Estamos a unas cuatro horas de la frontera con México, si pisas bien el acelerador. Nada más de caminar en la banqueta duele: 15 pesos por dólar. A lo mejor por eso no te has movido en un buen rato. Nos costaría todo. La oportunidad de escuchar a Daniel Johnston antes de que se le vuelva a aparecer el demonio, a los Herman Dune como rabinos del folk honesto, a Asobi Seksu en radiación shoegaze durante una carne asada. Probablemente nos tardaremos en escapar de esta fila. Antes van diez personas igual de hambrientas y cansadas. La calle es la mar de gente, en pleno exilio. No puedes ver la banqueta.

Yo espero detrás de ti. En realidad la fila es menor que la del Rappolo’s Pizza. No hay que perder más tiempo. Porque todas esas personas han venido con nosotros a ver a una cantidad ridícula de bandas. Sabes que son más de mil, desde PJ Harvey y Metallica hasta bandas de países lejanos que van empezando. Muchas de ellas están tocando en este momento a lo largo de la calle Sexta, sobre la que estamos parados. Cada una en un bar o en un museo o en una tienda de ropa, porque no es como en el Vive Latino o como en el Coachella. En el South by Southwest el centrifuguismo es puro y se toca donde se puede.

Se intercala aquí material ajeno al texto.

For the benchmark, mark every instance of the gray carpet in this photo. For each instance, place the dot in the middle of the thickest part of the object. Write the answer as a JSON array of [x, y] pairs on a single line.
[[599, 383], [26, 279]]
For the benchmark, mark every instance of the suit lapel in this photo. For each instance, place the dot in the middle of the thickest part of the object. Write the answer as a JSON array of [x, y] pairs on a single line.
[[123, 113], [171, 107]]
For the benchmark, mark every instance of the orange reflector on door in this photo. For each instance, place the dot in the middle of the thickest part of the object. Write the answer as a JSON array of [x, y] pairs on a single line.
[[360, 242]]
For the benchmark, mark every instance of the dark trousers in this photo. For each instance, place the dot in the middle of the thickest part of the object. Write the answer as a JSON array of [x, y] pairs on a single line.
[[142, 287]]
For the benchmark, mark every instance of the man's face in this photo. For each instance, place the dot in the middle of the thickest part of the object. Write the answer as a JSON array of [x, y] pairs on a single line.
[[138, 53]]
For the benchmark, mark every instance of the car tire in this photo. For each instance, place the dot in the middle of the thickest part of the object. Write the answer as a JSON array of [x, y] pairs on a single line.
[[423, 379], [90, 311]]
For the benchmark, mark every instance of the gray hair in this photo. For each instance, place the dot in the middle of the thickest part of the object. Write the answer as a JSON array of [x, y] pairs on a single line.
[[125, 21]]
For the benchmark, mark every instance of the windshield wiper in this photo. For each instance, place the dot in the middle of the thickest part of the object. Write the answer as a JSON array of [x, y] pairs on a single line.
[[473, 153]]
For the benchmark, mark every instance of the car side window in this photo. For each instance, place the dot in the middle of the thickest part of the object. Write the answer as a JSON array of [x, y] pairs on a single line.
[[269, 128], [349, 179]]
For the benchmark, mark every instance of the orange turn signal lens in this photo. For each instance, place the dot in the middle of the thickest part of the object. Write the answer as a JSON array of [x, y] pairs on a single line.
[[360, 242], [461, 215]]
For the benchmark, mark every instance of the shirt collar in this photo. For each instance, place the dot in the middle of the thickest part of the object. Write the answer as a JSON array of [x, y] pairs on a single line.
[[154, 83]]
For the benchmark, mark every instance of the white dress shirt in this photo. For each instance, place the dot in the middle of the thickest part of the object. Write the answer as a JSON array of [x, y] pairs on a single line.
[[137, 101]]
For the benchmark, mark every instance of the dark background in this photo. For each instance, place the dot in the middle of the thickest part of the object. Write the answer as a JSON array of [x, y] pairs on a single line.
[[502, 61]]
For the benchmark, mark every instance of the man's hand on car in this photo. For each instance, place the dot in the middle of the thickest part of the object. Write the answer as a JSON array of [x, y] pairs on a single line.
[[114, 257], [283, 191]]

Apenas llegamos el miércoles a los Evangelicals, en un bar de vaqueros indies y paredes de madera, y dieron uno de los mejores sets de cuatro rolas que hayamos visto. Ayer en la noche escuché media hora de Brother Ali en el patio de un restaurante cubano, donde unas 500 personas palpitaban con sus rimas atraviesa-ritmos como si fuera un walking bass. Hoy cargas contigo dos agendas y varios panfletos por miedo a perderte conciertos que no sabías que existían. Como al ácido lisérgico o al sexo con supermodelos, este festival no es algo a lo que quieras acostumbrarte.

El aceite rebota contra el acrílico del puesto de hot dogs y lo ensucia. Si pagamos ya no nos alcanzará para el taxi de regreso. Estoy empezando a juntar centavos. Nos dieron un montonal en el Austin Music Hall, cuando fuimos a ver a Devo. No te esperabas esa sesión satírica de gimnasia. Ni al Booji Boy aventando pelotas de plástico que sacaba de sus calzones durante “Beautiful World”. Si te platico ya no divagas en qué comeremos mañana. Scherezada para las mil y un tocadas. ¿Esperabas algo distinto de la ciudad? Texas está lleno de cowboys y tecnocumbias, pero los supermercados son los mismos. Y Bush nació en este estado.

Aún así no creo que conozcas cada rincón del laberinto, por más que te jactes que no es la primera vez que vienes. Te faltan las fiestas no oficiales, las que usan los periodistas para huronear la canción que nos joderá por el resto del año. ¿Realmente quieres ver a MSTRKRFT? Eso sí es lo peor de lo peor. Un buen mundo pero no para ti, mal-parafraseando a Devo. A ver si nos buscamos una banqueta limpia para contarnos las ampollas o si nos robamos unas ‘complimentary beverages’ de alguna fiesta. Pero ya, antes de que empiecen las siguientes bandas. Saca tus agendas de una vez y deja que se quede con el cambio. Al rato veremos cómo le hacemos para regresarnos con todos.